I wanted to end off by asking you about how different your filmography has been over the past few years. Your first two films were primarily in Singapore, and then you made an English-language film and The Breaking Ice, which you filmed in China. Was it very different working outside of your home country?
I would say it’s different because in Singapore, I’m mostly used to having 40 people on set. In China, we had 110 people on set and the actors were telling me that this was the smallest set they’ve been on. They’ve been in a lot of big films and would usually have 200 or 300 people on set and that’s usual for them. But for me, there were so many vehicles and people, and I thought, why do we need so many people to make a film about three people?
I was constantly scratching my head. The working hours are different as well. In China, you just don’t [take] breaks — we follow the U.S. system in Singapore, so you shoot for six days and you have a day off.

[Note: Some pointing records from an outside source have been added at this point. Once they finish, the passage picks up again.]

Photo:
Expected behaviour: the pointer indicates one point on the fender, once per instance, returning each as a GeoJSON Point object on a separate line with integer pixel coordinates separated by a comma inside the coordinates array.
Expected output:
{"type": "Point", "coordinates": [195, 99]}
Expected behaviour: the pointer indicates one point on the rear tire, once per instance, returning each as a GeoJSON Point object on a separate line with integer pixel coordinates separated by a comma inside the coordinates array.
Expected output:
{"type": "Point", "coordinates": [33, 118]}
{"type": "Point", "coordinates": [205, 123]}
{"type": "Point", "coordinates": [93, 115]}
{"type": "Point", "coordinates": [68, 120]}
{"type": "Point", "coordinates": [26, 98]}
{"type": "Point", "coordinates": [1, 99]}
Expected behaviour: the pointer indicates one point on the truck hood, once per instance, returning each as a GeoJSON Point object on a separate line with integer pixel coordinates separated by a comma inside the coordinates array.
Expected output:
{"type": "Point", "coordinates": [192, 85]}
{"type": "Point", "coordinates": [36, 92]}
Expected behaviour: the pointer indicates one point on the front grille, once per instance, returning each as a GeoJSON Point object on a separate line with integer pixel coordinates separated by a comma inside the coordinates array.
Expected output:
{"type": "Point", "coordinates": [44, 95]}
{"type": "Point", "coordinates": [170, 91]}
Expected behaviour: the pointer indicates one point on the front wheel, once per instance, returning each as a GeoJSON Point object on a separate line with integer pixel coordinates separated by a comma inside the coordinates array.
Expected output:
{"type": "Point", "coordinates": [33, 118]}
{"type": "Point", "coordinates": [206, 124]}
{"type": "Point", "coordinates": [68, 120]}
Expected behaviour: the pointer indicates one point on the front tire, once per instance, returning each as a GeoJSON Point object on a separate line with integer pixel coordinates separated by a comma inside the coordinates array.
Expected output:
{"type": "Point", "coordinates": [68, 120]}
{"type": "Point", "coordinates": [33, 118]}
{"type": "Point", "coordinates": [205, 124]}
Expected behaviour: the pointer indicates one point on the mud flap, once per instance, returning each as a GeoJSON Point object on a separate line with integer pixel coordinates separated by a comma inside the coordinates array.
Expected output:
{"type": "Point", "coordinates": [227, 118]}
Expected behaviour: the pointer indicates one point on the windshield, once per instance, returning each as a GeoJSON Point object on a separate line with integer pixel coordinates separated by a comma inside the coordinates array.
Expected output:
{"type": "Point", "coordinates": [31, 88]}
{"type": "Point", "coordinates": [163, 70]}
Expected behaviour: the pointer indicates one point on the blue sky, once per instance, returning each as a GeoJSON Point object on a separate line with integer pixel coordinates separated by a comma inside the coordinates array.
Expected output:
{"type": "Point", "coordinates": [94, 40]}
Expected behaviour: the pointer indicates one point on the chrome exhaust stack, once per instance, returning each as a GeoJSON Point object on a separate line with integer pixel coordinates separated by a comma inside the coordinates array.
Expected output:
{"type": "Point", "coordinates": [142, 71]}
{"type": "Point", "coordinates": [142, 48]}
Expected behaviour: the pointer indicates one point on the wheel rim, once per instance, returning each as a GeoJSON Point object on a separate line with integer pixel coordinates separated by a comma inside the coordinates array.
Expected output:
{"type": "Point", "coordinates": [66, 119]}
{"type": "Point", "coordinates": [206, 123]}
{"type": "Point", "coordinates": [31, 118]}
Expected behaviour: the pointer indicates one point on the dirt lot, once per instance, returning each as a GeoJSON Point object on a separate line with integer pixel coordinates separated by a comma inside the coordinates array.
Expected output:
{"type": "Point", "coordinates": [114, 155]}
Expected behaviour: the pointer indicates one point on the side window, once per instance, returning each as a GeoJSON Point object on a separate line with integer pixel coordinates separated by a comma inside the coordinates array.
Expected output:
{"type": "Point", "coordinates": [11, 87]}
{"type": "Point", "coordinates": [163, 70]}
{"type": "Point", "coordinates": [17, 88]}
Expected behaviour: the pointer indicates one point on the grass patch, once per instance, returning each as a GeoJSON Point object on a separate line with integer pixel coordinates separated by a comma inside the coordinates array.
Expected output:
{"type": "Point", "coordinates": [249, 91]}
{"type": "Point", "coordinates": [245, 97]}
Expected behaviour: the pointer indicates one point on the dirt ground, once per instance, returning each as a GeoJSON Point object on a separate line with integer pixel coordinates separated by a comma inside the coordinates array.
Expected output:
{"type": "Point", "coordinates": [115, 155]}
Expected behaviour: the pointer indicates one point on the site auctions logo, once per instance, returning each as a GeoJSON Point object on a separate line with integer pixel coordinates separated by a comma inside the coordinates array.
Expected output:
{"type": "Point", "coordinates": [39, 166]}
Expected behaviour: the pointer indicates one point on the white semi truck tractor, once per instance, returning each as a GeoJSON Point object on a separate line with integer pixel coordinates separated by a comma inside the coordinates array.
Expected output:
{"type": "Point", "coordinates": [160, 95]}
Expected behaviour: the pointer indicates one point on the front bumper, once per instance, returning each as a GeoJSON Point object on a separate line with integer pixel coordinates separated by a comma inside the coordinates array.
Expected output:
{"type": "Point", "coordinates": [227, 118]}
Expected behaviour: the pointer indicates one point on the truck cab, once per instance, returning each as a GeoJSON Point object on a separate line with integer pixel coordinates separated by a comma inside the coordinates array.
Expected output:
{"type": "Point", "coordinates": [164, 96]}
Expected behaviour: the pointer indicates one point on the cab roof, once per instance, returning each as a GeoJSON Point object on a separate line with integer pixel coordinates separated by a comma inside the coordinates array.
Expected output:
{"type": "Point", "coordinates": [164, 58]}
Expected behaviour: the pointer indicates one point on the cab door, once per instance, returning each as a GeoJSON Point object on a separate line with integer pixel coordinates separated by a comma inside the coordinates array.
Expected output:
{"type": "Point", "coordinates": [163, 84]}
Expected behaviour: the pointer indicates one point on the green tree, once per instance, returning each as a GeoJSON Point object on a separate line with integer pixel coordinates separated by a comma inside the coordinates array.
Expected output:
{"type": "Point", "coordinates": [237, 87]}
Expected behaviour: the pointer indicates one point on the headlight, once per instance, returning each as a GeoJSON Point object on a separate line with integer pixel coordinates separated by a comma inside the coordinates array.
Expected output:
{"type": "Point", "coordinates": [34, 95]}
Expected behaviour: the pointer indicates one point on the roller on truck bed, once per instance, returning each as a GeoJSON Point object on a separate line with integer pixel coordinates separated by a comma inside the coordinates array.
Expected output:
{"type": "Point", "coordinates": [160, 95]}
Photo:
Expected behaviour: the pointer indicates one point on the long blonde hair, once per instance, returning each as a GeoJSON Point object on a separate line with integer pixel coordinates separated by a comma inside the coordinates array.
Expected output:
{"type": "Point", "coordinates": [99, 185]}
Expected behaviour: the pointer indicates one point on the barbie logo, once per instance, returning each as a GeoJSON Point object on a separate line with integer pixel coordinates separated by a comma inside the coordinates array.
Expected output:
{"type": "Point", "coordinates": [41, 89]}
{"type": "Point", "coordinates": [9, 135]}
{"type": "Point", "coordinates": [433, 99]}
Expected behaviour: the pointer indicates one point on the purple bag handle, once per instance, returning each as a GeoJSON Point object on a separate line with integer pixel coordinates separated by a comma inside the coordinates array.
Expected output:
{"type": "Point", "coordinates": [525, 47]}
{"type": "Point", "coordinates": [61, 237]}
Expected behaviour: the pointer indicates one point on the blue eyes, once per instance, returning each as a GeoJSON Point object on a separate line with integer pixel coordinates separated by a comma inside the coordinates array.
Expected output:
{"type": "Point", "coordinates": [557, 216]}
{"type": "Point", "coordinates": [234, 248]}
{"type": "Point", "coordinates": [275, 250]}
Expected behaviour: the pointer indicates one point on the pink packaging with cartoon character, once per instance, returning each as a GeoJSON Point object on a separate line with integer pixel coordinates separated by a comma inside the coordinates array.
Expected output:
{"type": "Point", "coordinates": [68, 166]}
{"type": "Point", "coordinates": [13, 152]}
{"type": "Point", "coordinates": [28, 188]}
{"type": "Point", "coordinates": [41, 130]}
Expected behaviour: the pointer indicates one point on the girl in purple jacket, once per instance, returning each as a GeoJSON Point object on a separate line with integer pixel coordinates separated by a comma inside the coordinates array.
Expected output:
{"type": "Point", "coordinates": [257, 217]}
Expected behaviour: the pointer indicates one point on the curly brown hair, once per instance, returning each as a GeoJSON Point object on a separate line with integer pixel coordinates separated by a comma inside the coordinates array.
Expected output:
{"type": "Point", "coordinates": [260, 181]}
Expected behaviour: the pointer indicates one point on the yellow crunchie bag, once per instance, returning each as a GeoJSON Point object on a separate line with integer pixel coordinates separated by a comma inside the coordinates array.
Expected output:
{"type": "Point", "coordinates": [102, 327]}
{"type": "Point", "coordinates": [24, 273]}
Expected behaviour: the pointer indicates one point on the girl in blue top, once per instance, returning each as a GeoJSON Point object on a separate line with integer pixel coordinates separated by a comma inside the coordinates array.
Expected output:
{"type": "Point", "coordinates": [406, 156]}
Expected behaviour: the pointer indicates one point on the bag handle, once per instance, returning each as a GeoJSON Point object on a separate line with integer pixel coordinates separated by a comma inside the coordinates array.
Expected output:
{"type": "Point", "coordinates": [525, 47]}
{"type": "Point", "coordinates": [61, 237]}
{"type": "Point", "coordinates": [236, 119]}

Do you already have another film planned as a next project?
I’d been developing a script during the pandemic set in Singapore, and it’s actually a concluding part of my “growing up” trilogy. The first one being Ilo Ilo, the second being Wet Season, and I’ll use the same two leading actors. Koh Jia Ler [the lead actor in those films] is an adult now, and was 11 when I discovered him. The film is called We Are All Strangers, and it’s going to be the final part of the trilogy.